Comment by atwong

2 years ago

Lots of other competitors like Apache Pinot, Apache Druid and StarRocks are fighting in that default analytics space.

StarRocks has compute/storage separation in open-source as example.

  • When datasets are small and can easily fit into a single node [a few terabytes], this isn't as much of an issue. Yet when datasets grow far larger, or when compute/QPS needs grow while the dataset grows slower — when either side of the equation does not scale in balanced proportion with each other — that's when this separation of compute & storage becomes vital. [Either that, or you need to find hardware servers or cloud instance types that also support this imbalance of compute & storage, which is sometimes harder to do; it also locks you into a hardware configuration that cannot dynamically scale as needs and workloads change.]

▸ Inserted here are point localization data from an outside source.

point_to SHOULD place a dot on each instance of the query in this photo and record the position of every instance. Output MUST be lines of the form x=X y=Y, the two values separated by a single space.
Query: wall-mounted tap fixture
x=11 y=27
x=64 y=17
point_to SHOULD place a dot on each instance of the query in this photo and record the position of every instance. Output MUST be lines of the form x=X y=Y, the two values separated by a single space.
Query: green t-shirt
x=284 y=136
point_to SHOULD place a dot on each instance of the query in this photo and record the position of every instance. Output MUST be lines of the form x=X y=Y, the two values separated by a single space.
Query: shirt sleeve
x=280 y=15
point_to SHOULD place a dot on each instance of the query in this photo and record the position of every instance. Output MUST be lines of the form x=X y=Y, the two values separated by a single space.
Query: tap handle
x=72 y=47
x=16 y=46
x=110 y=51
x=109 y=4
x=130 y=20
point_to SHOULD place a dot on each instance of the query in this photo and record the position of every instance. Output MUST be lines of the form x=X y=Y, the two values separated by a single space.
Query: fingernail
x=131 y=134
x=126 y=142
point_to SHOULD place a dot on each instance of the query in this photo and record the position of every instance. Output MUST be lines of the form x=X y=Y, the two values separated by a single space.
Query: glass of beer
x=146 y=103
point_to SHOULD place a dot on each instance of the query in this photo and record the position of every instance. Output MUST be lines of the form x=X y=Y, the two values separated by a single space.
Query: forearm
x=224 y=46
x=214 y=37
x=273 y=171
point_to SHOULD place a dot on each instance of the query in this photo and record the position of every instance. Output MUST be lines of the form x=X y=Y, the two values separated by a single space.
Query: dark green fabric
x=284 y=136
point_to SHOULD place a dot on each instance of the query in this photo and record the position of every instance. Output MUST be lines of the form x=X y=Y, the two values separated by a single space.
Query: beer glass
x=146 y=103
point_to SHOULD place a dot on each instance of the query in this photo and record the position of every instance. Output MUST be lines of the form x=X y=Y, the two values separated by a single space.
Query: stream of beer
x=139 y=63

    Apache Pinot also offers the same 2-tier compute/storage separation. And it also has nodes for minion [administrative] tasks. Again, these are more issues for larger scale analytical use cases.

    • > Apache Pinot also offers the same 2-tier compute/storage separation.

      Based on looking at the docs, I don't think so. Maybe only with HDFS. Feel free to link to a page that says otherwise.

      1 reply →

  • Not only. Transactions, UPDATES, CBO, Better join optimizations.

    It seems that someone is stuck in 2016, when there is no good alternatives for ClickHouse exist in open source.